Op apparaten waar een runtime afzonderlijk van de toepassing wordt gebruikt, zoals Android op AIR 3.6 en eerder, wordt de gebruiker gevraagd om AIR te installeren of te upgraden als deze niet over de vereiste versie beschikt. Op apparaten waarbij de runtime is inbegrepen, zoals de iPhone, komt deze situatie niet voor (aangezien de vereiste versie bij de toepassing is verpakt).
Opmerking:
(AIR 3.7 en hoger) Standaard verpakt ADT de runtime in Android-toepassingen.

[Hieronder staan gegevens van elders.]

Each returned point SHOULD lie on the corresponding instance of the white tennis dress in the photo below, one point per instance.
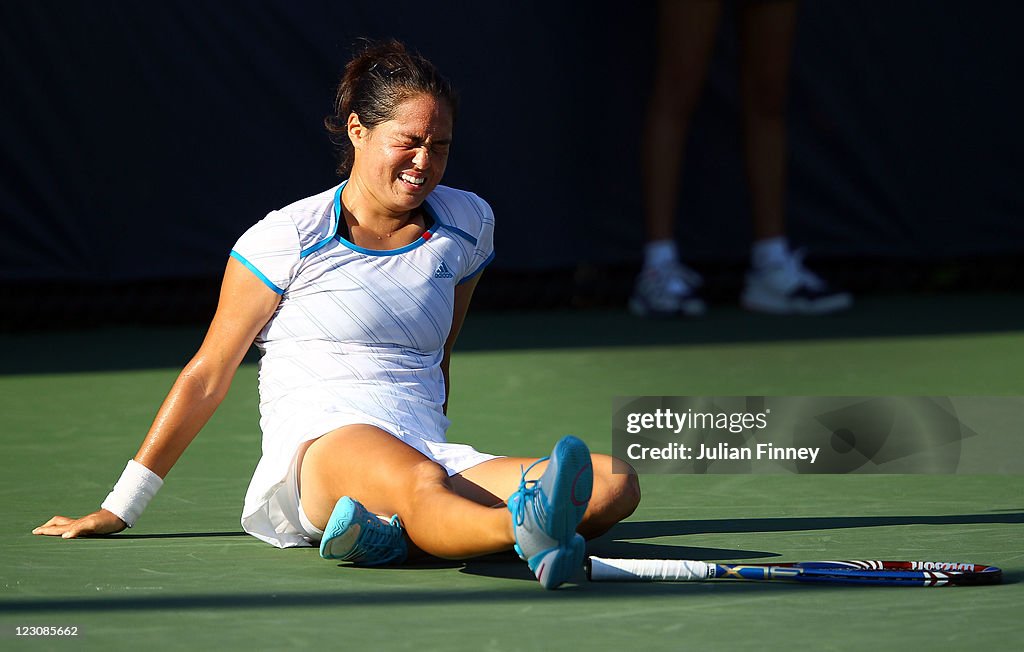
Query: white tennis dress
(357, 338)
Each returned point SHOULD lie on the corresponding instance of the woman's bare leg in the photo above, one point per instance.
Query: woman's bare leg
(388, 477)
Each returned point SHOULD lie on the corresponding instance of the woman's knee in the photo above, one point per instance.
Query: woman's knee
(616, 494)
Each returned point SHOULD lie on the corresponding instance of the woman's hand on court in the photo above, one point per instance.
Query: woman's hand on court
(97, 523)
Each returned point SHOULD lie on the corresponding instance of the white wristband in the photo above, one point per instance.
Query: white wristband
(133, 491)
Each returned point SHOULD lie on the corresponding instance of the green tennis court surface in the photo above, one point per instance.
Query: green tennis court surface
(75, 405)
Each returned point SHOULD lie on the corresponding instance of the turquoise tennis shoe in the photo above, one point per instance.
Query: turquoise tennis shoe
(354, 534)
(547, 511)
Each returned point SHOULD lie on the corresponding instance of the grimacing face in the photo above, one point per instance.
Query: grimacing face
(399, 162)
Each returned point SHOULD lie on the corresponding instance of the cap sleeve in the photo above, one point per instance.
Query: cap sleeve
(270, 249)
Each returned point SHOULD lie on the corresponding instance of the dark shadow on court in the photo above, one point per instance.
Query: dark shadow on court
(132, 348)
(178, 535)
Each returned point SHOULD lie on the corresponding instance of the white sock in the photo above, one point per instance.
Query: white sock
(659, 253)
(770, 252)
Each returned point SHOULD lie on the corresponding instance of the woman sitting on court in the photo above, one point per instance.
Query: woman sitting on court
(354, 298)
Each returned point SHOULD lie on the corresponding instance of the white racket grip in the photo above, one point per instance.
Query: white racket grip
(602, 569)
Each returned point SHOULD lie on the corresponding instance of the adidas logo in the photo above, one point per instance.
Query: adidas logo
(442, 271)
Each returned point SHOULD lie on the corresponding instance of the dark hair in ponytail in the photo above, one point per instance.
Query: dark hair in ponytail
(381, 76)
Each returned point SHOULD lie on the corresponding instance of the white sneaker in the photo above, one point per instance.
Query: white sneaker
(668, 291)
(792, 289)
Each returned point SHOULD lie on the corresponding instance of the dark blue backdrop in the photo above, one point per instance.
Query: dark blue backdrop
(139, 139)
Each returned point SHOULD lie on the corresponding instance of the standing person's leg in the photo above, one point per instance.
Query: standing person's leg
(686, 32)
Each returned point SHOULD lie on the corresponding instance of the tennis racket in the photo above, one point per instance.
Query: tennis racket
(875, 573)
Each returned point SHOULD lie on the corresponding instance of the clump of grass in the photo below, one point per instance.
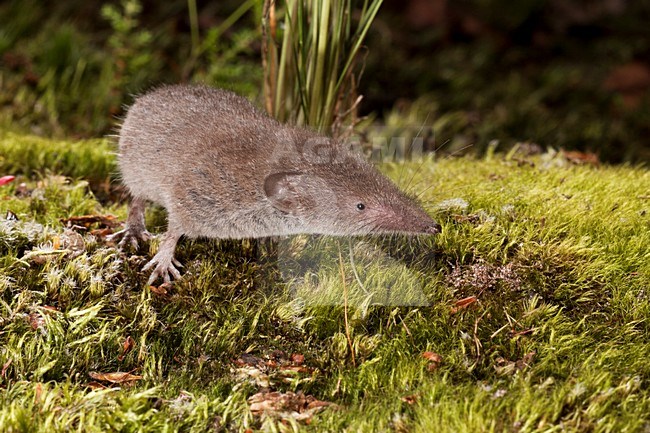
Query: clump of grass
(29, 155)
(556, 256)
(310, 76)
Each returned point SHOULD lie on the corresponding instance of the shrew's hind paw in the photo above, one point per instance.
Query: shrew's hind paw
(165, 268)
(130, 237)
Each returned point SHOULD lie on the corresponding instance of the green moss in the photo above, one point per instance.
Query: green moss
(557, 256)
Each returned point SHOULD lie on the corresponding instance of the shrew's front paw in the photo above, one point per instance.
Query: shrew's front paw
(130, 237)
(165, 268)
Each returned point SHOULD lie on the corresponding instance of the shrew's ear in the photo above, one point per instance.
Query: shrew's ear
(282, 190)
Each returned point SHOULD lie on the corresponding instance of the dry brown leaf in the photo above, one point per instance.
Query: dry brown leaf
(85, 221)
(117, 377)
(38, 392)
(127, 345)
(410, 399)
(297, 359)
(432, 356)
(36, 320)
(95, 385)
(5, 366)
(287, 405)
(6, 179)
(162, 290)
(463, 303)
(581, 158)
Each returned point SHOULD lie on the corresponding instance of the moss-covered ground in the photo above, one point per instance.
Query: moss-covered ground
(530, 312)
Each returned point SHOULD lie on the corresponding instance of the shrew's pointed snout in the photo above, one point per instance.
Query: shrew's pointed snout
(434, 228)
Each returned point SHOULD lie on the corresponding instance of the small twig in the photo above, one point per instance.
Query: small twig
(354, 268)
(345, 309)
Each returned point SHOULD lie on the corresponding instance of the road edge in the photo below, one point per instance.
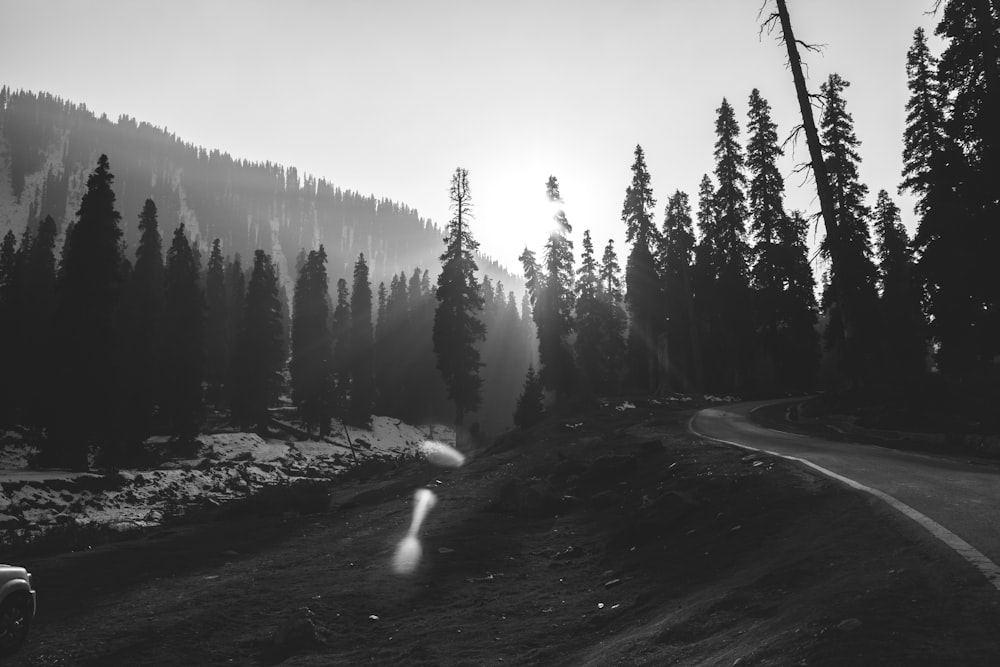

Geef de naamruimte op met behulp van het xmlns-attribuut van het hoofdelement van de
toepassing
. De volgende naamruimten moeten worden gebruikt voor mobiele toepassingen (afhankelijk vanaf welk mobiele platform u het doel instelt):
iOS 4+ and iPhone 3Gs+ or Android:
<application xmlns="http://ns.adobe.com/air/application/2.7">
iOS only:
<application xmlns="http://ns.adobe.com/air/application/2.0">
Opmerking:
ondersteuning voor iOS 3-apparaten wordt geleverd door het verpakkingshulpprogramma voor iPhone-SDK, gebaseerd op de AIR 2.0-SDK. Zie
iPhone-toepassingen ontwikkelen
voor informatie over het ontwikkelen van AIR-toepassingen voor iOS 3. De AIR 2.6 SDK (en hoger) biedt ondersteuning voor iOS 4 en hoger op iPhone 3Gs-, iPhone 4- en iPad-apparaten.
Toepassingsidentiteit
Verschillende instellingen moeten uniek zijn voor elke toepassing die u publiceert. Dit zijn onder meer de id, de naam en de bestandsnaam.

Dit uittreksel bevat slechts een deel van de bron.